Jones made the demand during the July 20 broadcast of The Alex Jones Show while complaining that he has come under attack for questioning official accounts of the December 2012 shooting, which claimed 26 lives.
The statement that Jones wants Heslin to clarify was made during Megyn Kelly’s interview with Heslin as part of her June 18 profile of Jones for her NBC show Sunday Night with Megyn Kelly. Heslin rebutted conspiracy theories surrounding the shooting, telling Kelly, “I lost my son. I buried my son. I held my son with a bullet hole through his head.”
Heslin’s son, Jesse Lewis, saved several classmates’ lives during the shooting by telling them to run when the gunman’s weapon jammed, according to investigators.
During the July 20 broadcast, Jones played a June video report from Infowars reporter Owen Shroyer that claimed it was impossible for Heslin to have held his son.
In the report, Shroyer said of Heslin, “The statement he made, fact-checkers on this have said cannot be accurate. He’s claiming that he held his son and saw the bullet hole in his head. That is his claim. Now according to a timeline of events and a coroner’s testimony, that is not possible.”
As evidence of his claims, Shroyer played a video clip from shortly after the shooting where a coroner explained to press that the victims were identified by parents with photographs rather than in person. Shroyer ended his report by saying, “Will there be a clarification from Heslin or Megyn Kelly? I wouldn’t hold your breath. So now they’re fueling the conspiracy theory claims.”
Shroyer’s report is easily debunked; according to news accounts, the bodies of the victims were released from the coroner and taken to funeral homes. Funerals where the children’s bodies were in the custody of their parents were widely reported on by the press.
Jones vacillated on whether Heslin was lying about seeing his son’s body and called on him to “clarify” what happened during his July 20 broadcast.
Before playing the Shroyer segment, Jones said, “Quite frankly, the father needs to clarify, NBC needs to clarify, because the coroner said none of the parents were allowed to touch the kids or see the kids and maybe meaning at the school. I’m sure later maybe the parents saw their children.”
After showing the segment, Jones said he told Shroyer, “I could never find out. The stuff I found was they never let them see their bodies. That’s kind of what’s weird about this. But maybe they did. So I’m sure it’s all real. But for some reason they don’t want you to see [Shroyer’s segment].”

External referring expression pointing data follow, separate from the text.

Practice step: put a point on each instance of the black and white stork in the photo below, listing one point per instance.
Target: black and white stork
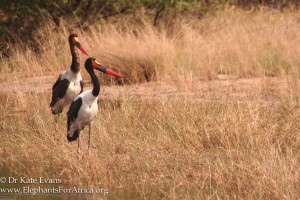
(69, 83)
(84, 108)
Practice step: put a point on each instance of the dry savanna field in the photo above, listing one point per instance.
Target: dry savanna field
(206, 109)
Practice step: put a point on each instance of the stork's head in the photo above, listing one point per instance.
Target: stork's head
(73, 40)
(92, 63)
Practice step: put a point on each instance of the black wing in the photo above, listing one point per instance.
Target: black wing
(73, 111)
(59, 90)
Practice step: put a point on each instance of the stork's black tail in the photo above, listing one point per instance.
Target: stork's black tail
(74, 137)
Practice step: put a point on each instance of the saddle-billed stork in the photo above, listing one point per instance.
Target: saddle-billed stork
(69, 83)
(84, 108)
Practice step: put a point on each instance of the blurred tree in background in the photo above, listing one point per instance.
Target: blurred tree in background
(19, 19)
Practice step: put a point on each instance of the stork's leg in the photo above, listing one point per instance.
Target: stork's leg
(89, 137)
(78, 150)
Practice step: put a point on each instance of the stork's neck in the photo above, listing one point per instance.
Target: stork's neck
(96, 83)
(75, 59)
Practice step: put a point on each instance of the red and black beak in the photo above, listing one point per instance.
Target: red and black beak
(103, 69)
(78, 45)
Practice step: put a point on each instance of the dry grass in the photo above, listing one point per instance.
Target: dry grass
(231, 42)
(169, 149)
(161, 149)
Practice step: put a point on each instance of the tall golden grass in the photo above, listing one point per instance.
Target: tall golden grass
(166, 149)
(230, 42)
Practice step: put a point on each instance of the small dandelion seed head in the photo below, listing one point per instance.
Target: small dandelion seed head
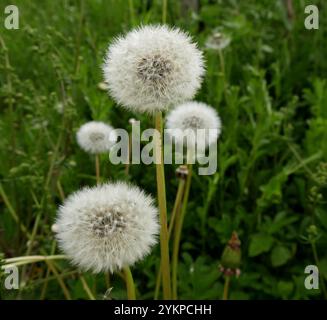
(152, 68)
(107, 227)
(96, 137)
(193, 117)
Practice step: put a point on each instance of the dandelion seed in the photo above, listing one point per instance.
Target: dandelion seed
(153, 68)
(192, 116)
(96, 137)
(107, 227)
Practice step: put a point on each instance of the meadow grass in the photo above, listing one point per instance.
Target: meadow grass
(269, 86)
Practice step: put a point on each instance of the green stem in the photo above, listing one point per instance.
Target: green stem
(86, 288)
(226, 288)
(176, 209)
(97, 168)
(131, 295)
(12, 211)
(30, 259)
(178, 232)
(161, 190)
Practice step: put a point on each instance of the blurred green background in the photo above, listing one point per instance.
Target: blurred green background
(267, 79)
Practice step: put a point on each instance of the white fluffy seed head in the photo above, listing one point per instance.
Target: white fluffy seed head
(187, 118)
(96, 137)
(152, 68)
(107, 227)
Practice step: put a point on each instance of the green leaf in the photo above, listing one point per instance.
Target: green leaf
(323, 267)
(280, 255)
(260, 243)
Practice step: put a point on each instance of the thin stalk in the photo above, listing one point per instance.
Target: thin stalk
(161, 189)
(86, 288)
(131, 11)
(127, 165)
(130, 286)
(32, 259)
(47, 277)
(60, 190)
(178, 231)
(97, 168)
(226, 287)
(107, 279)
(64, 289)
(176, 209)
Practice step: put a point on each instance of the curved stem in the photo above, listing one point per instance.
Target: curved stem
(97, 168)
(161, 190)
(175, 212)
(130, 286)
(178, 232)
(164, 11)
(226, 288)
(29, 259)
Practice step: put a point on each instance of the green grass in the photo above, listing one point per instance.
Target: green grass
(271, 184)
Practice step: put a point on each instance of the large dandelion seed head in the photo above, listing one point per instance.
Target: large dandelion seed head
(107, 227)
(191, 116)
(152, 68)
(96, 137)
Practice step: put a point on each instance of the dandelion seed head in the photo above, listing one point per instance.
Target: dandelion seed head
(152, 68)
(96, 137)
(107, 227)
(191, 116)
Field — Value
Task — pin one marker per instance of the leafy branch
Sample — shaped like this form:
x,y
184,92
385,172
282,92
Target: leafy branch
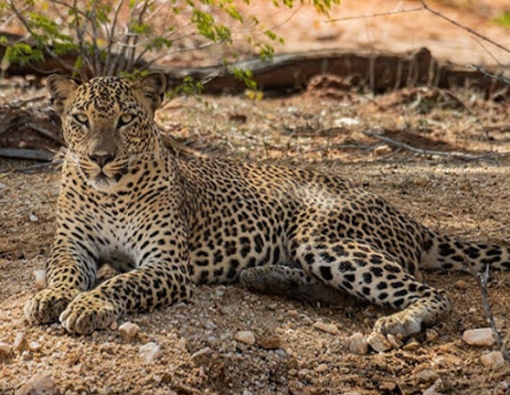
x,y
129,36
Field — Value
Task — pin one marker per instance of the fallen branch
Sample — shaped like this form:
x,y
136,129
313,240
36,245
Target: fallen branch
x,y
466,28
481,279
30,154
420,151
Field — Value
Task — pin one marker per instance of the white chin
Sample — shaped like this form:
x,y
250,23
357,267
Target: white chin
x,y
102,184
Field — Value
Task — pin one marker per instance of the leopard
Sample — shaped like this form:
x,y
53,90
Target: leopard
x,y
168,222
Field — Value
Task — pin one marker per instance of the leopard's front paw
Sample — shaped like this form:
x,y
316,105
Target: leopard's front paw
x,y
88,312
399,324
45,306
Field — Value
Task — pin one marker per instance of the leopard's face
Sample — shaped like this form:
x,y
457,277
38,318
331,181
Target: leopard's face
x,y
108,124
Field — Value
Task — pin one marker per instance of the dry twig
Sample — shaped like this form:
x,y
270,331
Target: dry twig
x,y
481,279
419,151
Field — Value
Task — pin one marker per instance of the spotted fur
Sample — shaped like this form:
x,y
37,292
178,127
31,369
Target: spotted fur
x,y
168,222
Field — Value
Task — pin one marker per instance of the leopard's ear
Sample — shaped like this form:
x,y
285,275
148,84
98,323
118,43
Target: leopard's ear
x,y
152,88
60,88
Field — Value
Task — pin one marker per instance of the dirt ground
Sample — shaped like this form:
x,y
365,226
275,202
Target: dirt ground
x,y
445,165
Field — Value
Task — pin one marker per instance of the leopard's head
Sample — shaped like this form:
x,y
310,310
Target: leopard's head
x,y
108,123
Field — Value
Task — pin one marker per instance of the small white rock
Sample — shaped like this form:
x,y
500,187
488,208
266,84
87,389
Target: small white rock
x,y
41,383
40,278
493,359
5,349
357,344
34,346
332,329
246,337
128,330
182,344
427,376
20,342
150,352
432,390
479,337
378,342
395,342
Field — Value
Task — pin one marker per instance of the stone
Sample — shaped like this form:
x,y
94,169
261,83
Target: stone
x,y
433,389
40,384
150,352
479,337
5,349
269,342
395,342
246,337
431,335
20,342
378,342
427,376
128,330
493,359
40,278
411,344
182,344
357,344
332,329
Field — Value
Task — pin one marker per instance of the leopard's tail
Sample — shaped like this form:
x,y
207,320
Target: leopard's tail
x,y
444,252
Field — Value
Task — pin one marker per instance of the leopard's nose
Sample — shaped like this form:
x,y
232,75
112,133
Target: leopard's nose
x,y
101,159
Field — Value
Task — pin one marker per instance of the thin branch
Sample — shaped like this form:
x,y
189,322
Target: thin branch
x,y
499,78
481,279
353,18
419,151
110,33
463,27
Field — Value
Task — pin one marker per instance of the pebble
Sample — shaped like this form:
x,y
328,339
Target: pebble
x,y
34,346
431,335
269,342
378,342
332,329
246,337
427,376
20,343
5,349
150,352
395,342
40,384
479,337
493,359
40,278
357,344
411,344
182,344
128,330
202,351
433,389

Speaking more broadly about the shooting, Jones said, “Can I prove that New Haven (sic) didn’t happen? No. So I’ve said, for years, we’ve had debates about it, that I don’t know. But you can’t blame people for asking.”
Jones is lying. In the years following the shooting, he definitively called the tragedy a hoax. For example, in December 2014, Jones said, “It took me about a year with Sandy Hook to come to grips with the fact that the whole thing was fake.”

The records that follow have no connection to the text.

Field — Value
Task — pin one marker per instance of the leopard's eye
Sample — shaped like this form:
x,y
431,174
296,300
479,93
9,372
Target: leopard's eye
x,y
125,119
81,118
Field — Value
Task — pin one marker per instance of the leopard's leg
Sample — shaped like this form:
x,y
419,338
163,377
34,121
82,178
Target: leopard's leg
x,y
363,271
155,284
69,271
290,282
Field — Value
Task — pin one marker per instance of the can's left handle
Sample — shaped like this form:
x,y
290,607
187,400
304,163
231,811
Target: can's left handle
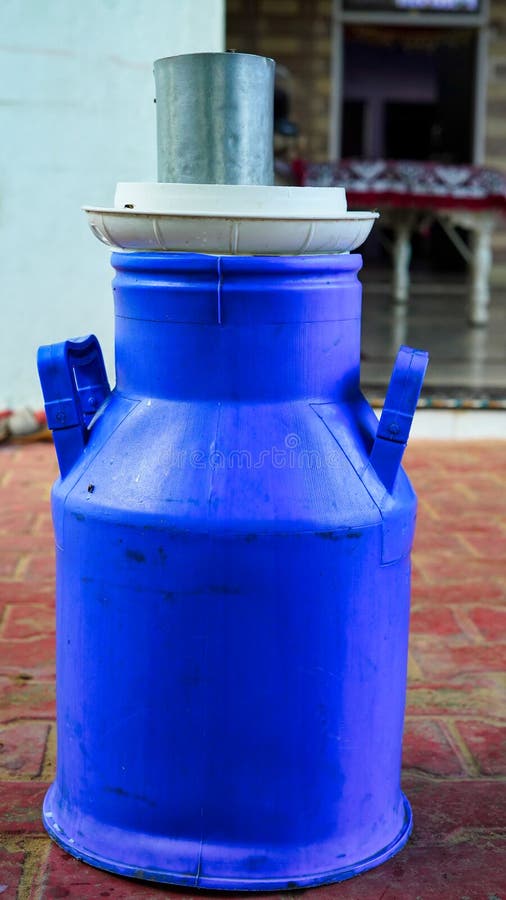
x,y
74,384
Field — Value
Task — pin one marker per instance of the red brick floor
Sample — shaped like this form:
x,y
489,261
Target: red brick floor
x,y
454,755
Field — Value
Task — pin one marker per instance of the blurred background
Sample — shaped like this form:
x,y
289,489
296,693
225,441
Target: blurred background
x,y
418,80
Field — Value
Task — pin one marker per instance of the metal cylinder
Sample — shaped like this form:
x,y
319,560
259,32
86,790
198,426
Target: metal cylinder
x,y
215,118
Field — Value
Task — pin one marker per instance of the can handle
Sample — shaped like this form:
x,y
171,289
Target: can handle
x,y
74,384
400,405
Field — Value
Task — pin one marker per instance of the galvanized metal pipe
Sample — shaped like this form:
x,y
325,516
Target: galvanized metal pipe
x,y
215,118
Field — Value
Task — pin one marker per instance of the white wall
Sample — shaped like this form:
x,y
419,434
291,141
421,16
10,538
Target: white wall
x,y
76,116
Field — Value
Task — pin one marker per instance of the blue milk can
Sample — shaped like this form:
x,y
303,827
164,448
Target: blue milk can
x,y
233,534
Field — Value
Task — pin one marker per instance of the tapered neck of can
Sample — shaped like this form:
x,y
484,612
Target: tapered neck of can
x,y
237,328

After Jones’ profile was raised by his close association with President Donald Trump, he was heavily criticized for these claims and has subsequently tried to sanitize them by saying he was merely asking questions or debating whether the shooting happened. The bottom line is that even this type of commentary casts doubt on the shooting and fuels conspiracy theories that are used to harass the victims’ family members.